Le Valdocco n’a pas pour habitude de se retrouver dans des lieux de communication. Aujourd’hui pourtant, sans posture idéologique, nous souhaitons parler. Pour les familles qui nous font, au quotidien, confiance, en premier pour elles, nous voulons être là.

Rappelons-nous, 1995 à Argenteuil, ville du Val d’Oise qui voit un à un ses commerces fermer, ses structures de proximité s’éloigner, sa jeunesse désœuvrée, errante, sans avenir, ses parents démunis. Le Valdocco est né de là, par la rencontre d’éducateurs et de parents inquiets du devenir de leurs enfants. C’était dix ans avant les émeutes de 2005.

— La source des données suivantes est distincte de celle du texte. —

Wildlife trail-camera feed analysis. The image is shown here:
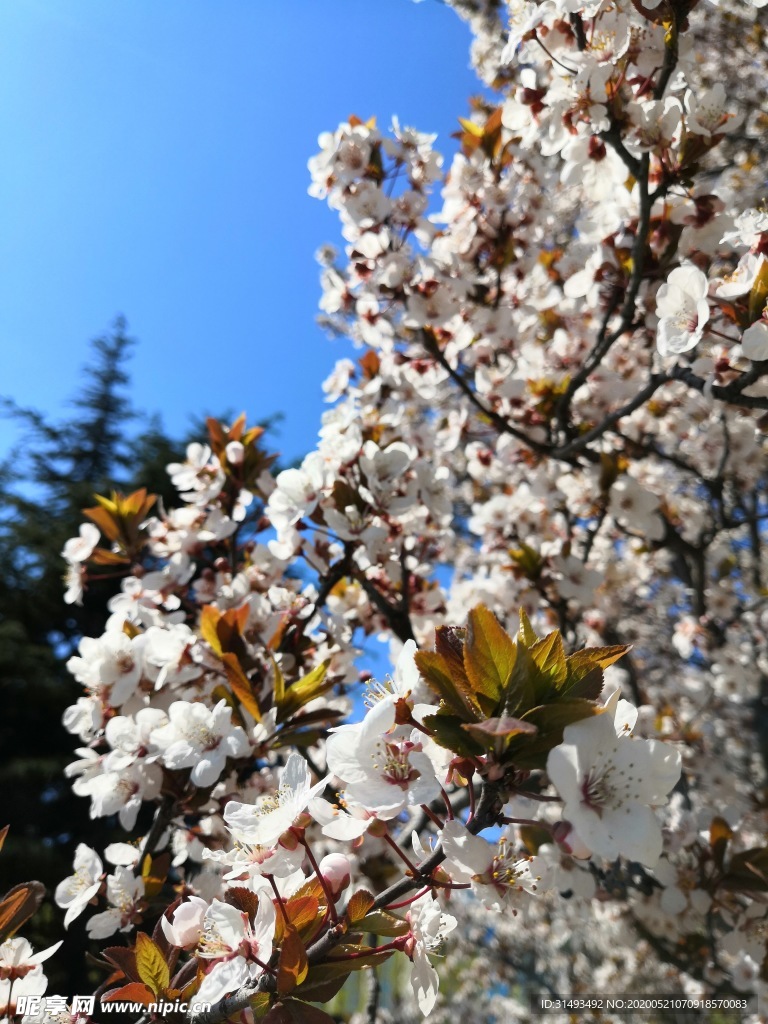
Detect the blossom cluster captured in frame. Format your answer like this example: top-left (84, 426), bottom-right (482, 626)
top-left (7, 0), bottom-right (768, 1024)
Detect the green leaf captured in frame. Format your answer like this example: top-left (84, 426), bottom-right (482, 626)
top-left (276, 927), bottom-right (309, 995)
top-left (278, 660), bottom-right (335, 722)
top-left (347, 889), bottom-right (376, 925)
top-left (720, 847), bottom-right (768, 893)
top-left (710, 818), bottom-right (733, 870)
top-left (517, 608), bottom-right (539, 647)
top-left (269, 654), bottom-right (286, 707)
top-left (530, 630), bottom-right (568, 689)
top-left (424, 711), bottom-right (485, 757)
top-left (322, 943), bottom-right (394, 979)
top-left (464, 604), bottom-right (517, 714)
top-left (415, 650), bottom-right (481, 722)
top-left (135, 932), bottom-right (171, 995)
top-left (503, 644), bottom-right (541, 718)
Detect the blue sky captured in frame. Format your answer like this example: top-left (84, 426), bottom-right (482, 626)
top-left (0, 0), bottom-right (479, 458)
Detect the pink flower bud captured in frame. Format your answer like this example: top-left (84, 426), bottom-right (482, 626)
top-left (317, 853), bottom-right (349, 899)
top-left (552, 821), bottom-right (592, 860)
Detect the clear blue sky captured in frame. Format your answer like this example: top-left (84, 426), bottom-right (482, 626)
top-left (0, 0), bottom-right (479, 458)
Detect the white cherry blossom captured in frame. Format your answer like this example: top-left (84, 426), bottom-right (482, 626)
top-left (547, 690), bottom-right (681, 867)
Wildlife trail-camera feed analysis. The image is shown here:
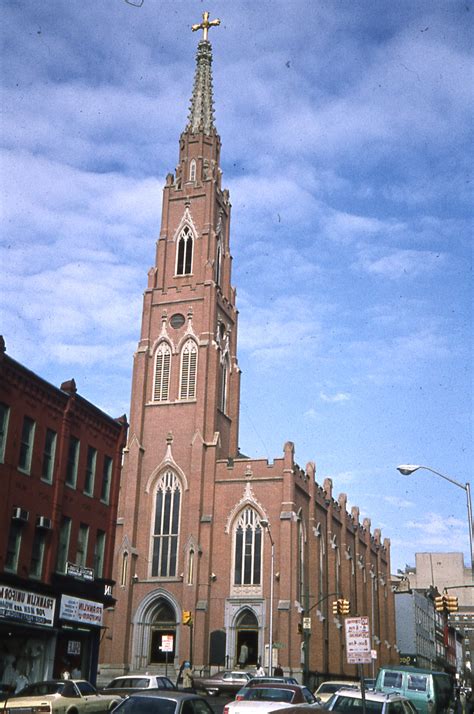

Depuis près de trente ans et un chemin quotidien de présence dans de nombreux quartiers, en France, nous savons que tous les jeunes ne sont pas des émeutiers et toutes les familles vivant dans les quartiers ne sont pas défaillantes. Nombreuses sont celles qui transmettent le goût de la vie, le désir d’un avenir, et cherchent à construire un monde où chacun peut avoir sa place. C’est avec elles que le Valdocco travaille pour prévenir les dérives, les fractures qui cloisonnent et isolent.

Prévenir, c’est une autre façon d’éduquer. C’est celle que le Valdocco choisit. Prévenir pour éduquer. Éduquer pour prévenir. Le besoin est urgent. Il n’est plus négociable aujourd’hui et pour demain. Education et prévention impliquent de la présence, c’est le sens du Valdocco avec ses professionnels, ses bénévoles, comme c’est aussi le sens d’autres associations de quartiers.

Depuis si longtemps, l’enjeu est le même : le devenir des jeunes, lié au devenir d’une société.

Dire ainsi les choses pourrait révéler une note de pessimisme. C’est l’inverse qui se joue : quels adultes serions-nous si nous cessions de croire en les capacités de la jeunesse en devenir ? Si nous baissions les bras devant nos capacités d’adultes à accompagner les jeunes vers leur avenir ?

Oui, le monde d’aujourd’hui est de plus en plus complexe. Pour les jeunes, le comprendre devient parfois un défi. Être là en tant qu’adulte, dans cette complexité, dans l’affirmation qu’on peut y être acteur, en montrant qu’on peut y faire des choix, pour soi et pour les autres, ne va pas de soi.

Oui, le monde d’aujourd’hui ouvre les jeunes à une grande assiduité, voire une dépendance aux réseaux sociaux. Être là pour ne pas les laisser en errance avec tout ce qu’ils trouvent, et éduquer au discernement revient à donner les outils qui peuvent protéger.

Oui, le monde d’aujourd’hui a vite fait de cataloguer, catégoriser, juger, de fracturer, de laisser et d’oublier.  Être là pour dire qu’il y a richesse à être différents, à se rencontrer, à initier la confiance, est signe de sens.

Ce monde d’aujourd’hui, et son devenir, tous nous en sommes responsables. Pas de posture idéaliste. Et si les discours sont tantôt laxistes, tantôt répressifs, travaillons à sanctionner avec fermeté les actes inadmissibles et à éduquer les jeunes. Avec une attention particulière aux plus fragiles, ceux des quartiers dont bien souvent ils ne sont jamais sortis, et qui représentent les lieux des fractures scolaires, sociales, culturelles, relationnelles…,  le lieu qui isole. Ces plus fragiles, croyons qu’ils représentent une énergie incroyable. Et croire en ce potentiel nous regarde tous.

Avec ces jeunes, avec les familles, en écoutant et en prenant en compte les besoins, en coconstruisant, il y a l’enjeu d’un vivre pour chacun, d’un avenir pour nous tous. Un défi. Osons ! »

Nicole Maillard
Présidente du Valdocco
Cette association salésienne est présente
dans des quartiers d’Argenteuil, Lille, Lyon,
Marseille, Nice, Saint-Dizier et Vaulx-en-Velin.